Last night, I had a small amount of time with my husband without the kids around.  We had said goodnight, went up to bed and were spending our last minutes before sleep watching the end of a football game.

I had been on the computer earlier watching a documentary about Fleetwood Mac.  The band fascinates me, especially since their best album was made while the band was in its worst state of turmoil.  It’s fascinating to see how a passion for what you love can propel you through your darkest hours handing you the ultimate gift after fighting through blood, sweat and tears.

Moments like this, when I read or watch something about human nature that inspires me, I end up picking my husband’s brain with a thousand questions.  Although he is usually game to answer a few questions, if I get too deep he begins to feel the exhaustion of all the intrinsic details I am examining.

It occurred to me last night in the midst of asking him questions that I felt an odd sense of floating alone in the world.  My husband really does get who I am about 85%.  There is a small portion of who I am that I don’t think anyone has ever gotten close enough to completely understand since I was a kid.

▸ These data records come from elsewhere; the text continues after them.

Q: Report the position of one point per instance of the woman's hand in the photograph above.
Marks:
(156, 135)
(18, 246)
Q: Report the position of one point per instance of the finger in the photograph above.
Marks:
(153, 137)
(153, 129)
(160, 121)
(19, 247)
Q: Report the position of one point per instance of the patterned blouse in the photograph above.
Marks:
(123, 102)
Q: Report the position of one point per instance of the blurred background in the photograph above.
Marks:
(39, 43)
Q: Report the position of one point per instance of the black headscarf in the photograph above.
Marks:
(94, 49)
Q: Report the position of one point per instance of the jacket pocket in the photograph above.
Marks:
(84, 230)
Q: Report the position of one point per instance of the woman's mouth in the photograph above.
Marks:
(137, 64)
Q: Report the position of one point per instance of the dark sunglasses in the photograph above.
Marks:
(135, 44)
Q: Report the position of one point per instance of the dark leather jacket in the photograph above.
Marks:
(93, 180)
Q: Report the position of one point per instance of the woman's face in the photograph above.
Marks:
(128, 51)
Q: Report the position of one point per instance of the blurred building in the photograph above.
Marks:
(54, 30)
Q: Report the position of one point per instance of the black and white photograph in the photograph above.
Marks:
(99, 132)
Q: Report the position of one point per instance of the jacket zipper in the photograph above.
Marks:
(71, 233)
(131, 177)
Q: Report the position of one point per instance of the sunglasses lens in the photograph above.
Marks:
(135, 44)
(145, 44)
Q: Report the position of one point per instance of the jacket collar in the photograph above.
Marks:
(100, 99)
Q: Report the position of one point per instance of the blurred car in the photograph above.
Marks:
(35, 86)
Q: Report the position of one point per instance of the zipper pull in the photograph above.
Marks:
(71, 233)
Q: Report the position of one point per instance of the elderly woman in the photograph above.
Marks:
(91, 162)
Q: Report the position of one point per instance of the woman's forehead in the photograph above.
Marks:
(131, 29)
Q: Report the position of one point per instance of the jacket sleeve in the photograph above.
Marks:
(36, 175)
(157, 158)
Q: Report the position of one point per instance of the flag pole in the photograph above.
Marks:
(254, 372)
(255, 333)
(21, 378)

Much of the time, I enjoy living in my mind more than living in the moment.  As I say this, it sounds crazy even to my own mind.  I get this incredible kick out of being able to create.  It is surely an obsession that if not touched on daily makes me feel a little out of my soul.  I feel a little off  when I am not able to put words to paper or draw a picture or listen to music that gets my mind moving and thinking about the littlest of things.

My husband will say often that the things I question have never been on his radar.  He has trouble understanding how or why I question the smallest most minute of subjects.  I am so curious and want to so completely understand the entire human experience before I die.

My husband in contrast goes through life without seeing or feeling the little details.  He doesn’t pick up on smells or music which take him back to a memory.  He can’t sit on a porch and look around at the view as though he is seeing a masterpiece of a painting.  He just doesn’t have the same sort of sharp focus.

I often wonder if this is what a writer’s mind is like?  Or even the individual that creates for a living.  Not those who are trying to eek out a living, but those that have no choice because creating is something they obsess over.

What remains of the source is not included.